The order arrived with the first light.
A messenger, panting and covered in dust, entered the camp with determined steps. He was looking for Scaeva. He found him sharpening his gladius beside a small fire, surrounded by Sextus, Titus, and Atticus.
"Centurion Scaeva," said the young man, handing over a sealed tablet. "From headquarters."
Scaeva read it in silence. He didn't need to speak for the others to sense something important was written there. After a moment, he lifted his eyes.
"We've been assigned the center," he announced. "Caesar has placed us where the fighting will be fiercest. Where the enemy will strike with all their fury."
Titus' eyes widened in disbelief.
"The center? Us? Has he gone mad?"
Atticus, on the other hand, smiled with a strange glint in his eyes.
"No. He knows exactly what he's doing."
A heavy silence fell over them. Some nearby legionaries overheard and began to murmur. Some looked down. Others stood up straighter.
Scaeva continued:
"He says he trusts us. That we are the new lions of Rome. That if anyone can break the Germans, it's us."
Titus snorted and kicked the dirt.
"I always thought I'd die drunk and old in a Massalia tavern."
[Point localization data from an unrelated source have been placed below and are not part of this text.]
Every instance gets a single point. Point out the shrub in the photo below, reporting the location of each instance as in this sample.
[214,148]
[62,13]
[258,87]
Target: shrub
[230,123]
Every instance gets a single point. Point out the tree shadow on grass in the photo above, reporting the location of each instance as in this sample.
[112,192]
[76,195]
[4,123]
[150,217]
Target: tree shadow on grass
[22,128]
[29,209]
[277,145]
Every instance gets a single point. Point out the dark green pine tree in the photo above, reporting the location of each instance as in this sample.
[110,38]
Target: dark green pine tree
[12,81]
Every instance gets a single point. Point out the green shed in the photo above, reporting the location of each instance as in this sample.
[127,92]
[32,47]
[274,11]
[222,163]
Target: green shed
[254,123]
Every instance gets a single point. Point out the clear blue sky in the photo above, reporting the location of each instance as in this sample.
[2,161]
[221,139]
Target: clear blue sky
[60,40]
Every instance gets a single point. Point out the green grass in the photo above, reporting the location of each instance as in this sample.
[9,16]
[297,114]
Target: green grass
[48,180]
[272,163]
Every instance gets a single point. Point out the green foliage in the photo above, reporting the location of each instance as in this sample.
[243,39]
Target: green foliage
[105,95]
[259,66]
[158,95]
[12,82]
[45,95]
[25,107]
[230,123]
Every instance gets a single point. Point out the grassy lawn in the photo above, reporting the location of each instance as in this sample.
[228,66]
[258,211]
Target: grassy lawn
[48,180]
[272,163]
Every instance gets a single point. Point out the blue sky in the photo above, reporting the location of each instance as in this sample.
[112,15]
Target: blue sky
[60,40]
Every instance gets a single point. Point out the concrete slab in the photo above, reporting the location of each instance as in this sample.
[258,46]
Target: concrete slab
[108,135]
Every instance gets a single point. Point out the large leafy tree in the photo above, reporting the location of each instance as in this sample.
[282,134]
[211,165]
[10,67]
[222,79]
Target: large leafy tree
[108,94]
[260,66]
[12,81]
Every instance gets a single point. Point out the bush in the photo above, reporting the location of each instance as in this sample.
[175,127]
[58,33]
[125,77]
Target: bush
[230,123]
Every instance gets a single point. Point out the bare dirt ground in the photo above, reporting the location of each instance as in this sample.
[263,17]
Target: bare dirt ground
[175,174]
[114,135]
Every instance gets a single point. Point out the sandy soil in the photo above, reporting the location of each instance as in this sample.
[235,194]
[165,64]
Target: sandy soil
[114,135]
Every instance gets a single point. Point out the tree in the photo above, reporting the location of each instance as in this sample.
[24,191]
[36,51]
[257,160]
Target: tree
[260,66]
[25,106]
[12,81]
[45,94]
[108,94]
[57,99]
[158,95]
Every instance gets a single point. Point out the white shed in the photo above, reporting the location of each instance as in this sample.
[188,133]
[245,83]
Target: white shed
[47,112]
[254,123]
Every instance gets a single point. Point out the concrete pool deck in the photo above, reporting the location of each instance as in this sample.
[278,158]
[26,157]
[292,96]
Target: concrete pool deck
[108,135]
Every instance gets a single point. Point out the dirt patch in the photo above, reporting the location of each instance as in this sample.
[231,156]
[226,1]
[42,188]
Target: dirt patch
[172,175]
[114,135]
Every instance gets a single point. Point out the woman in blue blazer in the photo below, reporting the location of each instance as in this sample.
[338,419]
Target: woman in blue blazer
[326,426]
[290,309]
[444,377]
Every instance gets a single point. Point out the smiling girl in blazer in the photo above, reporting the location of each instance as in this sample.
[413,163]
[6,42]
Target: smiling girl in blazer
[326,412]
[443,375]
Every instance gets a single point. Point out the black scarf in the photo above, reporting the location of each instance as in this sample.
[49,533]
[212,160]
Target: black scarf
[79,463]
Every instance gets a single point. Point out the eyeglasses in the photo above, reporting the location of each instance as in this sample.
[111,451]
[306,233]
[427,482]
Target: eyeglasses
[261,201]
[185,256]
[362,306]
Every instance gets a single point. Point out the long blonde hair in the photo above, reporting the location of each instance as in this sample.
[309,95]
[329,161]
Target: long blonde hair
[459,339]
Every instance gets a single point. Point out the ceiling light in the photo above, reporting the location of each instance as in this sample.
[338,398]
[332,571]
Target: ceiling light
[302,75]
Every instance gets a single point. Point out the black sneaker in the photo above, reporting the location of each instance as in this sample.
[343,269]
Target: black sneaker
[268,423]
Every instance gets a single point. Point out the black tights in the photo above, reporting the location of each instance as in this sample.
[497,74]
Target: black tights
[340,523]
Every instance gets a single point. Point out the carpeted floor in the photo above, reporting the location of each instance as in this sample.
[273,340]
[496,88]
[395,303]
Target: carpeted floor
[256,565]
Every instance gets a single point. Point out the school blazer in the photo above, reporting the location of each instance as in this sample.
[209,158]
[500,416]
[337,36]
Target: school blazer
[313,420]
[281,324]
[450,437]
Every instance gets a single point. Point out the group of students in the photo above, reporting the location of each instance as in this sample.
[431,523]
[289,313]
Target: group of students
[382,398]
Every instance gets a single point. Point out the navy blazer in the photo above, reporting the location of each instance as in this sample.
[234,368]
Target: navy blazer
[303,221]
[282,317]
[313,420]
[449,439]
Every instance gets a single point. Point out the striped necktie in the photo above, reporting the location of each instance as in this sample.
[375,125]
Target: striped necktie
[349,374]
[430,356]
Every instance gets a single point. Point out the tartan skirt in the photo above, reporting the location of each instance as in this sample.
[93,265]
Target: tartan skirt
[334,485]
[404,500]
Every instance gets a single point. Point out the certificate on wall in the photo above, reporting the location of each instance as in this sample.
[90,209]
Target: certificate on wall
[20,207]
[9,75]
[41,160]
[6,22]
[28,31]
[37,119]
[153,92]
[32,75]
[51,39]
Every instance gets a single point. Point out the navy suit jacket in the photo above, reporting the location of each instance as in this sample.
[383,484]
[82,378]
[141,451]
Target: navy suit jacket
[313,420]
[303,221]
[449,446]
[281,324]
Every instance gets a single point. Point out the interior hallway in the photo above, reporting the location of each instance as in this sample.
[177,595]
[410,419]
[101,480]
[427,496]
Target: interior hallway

"You still can," Atticus replied with a half-smile. "You just have to survive tomorrow."
Sextus said nothing.
He sat on a stone, looking at his hands. He opened and closed them slowly, as if weighing the invisible burden of the battle ahead. He didn't seem afraid, nor proud. Just... focused. As if he were already there. As if he could already hear the clash of blades and the screams of the dying.
Scaeva watched him for a moment.
"Sextus... anything to say?"
The young man looked up, calm and steady.
"Only that if that's the hardest place, then it's the right place for us."
And no one said another word.
Because deep down, they all knew it was true.